La ciudadanía lleva varias semanas en movilizaciones constantes ante el desgobierno que afecta sus vidas, incluso hasta la muerte, a manos de criminales sicarios. Como respuesta, la reacción presidencial ha declinado de cualquier intento de magnanimidad hacia los peruanos y peruanas.
Que la mandataria diga que solo es suficiente no contestar el teléfono para que ya no haya más extorsiones es una burla a las personas que han visto enlutadas a sus familias y de aquellas que viven con el terror de ser asesinadas por trabajar honradamente.
Muchas víctimas ni siquiera sabían que sus empresas eran extorsionadas. En otros casos, los delincuentes matan primero y luego piden los cupos. Es inaudito que semejante hondura de desconexión con la realidad cotidiana de millones de peruanos sea lo único que motive las declaraciones de la jefa de Estado.
En sus reacciones no hay empatía del miedo que consume las calles ni la más mínima capacidad para articular una respuesta integral frente al crimen organizado que, día a día, cercena vidas en el transporte público o en las zonas dominadas por la minería ilegal.
Con la repetición de sus mensajes de desdén, solo demuestra el desprecio que siente por los peruanos al decidir mantenerse ajena a la realidad que sufren los compatriotas.
Mientras el sicariato asesina conductores y el miedo paraliza barrios enteros, la mandataria recomienda a los peruanos evitar las extorsiones no contestando la llamada del sicario. Es una frase frívola que banaliza el drama de quienes son extorsionados.
Es el resultado de un co-Gobierno incapaz, cooptado por fuerzas parlamentarias autoritarias cuyo único interés es beneficiarse sin considerar ni siquiera la vida de los peruanos. Y la repetición de este desdén solo demuestra el desprecio que siente por los peruanos.

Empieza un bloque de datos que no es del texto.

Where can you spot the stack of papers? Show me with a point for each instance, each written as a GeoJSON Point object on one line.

En los paraderos, en los terminales, en los mercados donde la vida continúa a pesar del miedo, las redes sociales han sido escenario de los sollozos de quienes, aun amenazados de muerte por no pagar una extorsión, deben salir igual a trabajar. Madres que conducen mototaxis para sostener a sus hijos, choferes que encienden el motor evitando mirar a los costados, familias que los esperan en casa con el corazón en vilo.
“Si no salgo, no comemos”, dicen los pobres del Perú. Y, sin embargo, salen. Lo hacen sabiendo que quizá no regresen. Esa es la dimensión humana del drama que la presidenta pretende despachar con frases sin sentido. Es el rostro del país que su Gobierno se niega a mirar.
Los transportistas no han paralizado por capricho. Lo han hecho porque los están matando, porque viven amenazados, porque el Estado —bajo la conducción de Boluarte— los ha abandonado a su suerte. Y, como ellos, muchos microempresarios y emprendedores en distintas regiones del país temen por sus vidas si se niegan a pagar el cupo.
El paro es el grito desesperado de un país que exige mínimos vitales de protección y justicia, y que, en lugar de respuestas, recibe desprecio y silencio. Los peruanos tienen el derecho constitucional a la libertad de opinión y de protesta, hasta conseguir un Gobierno mínimamente eficaz.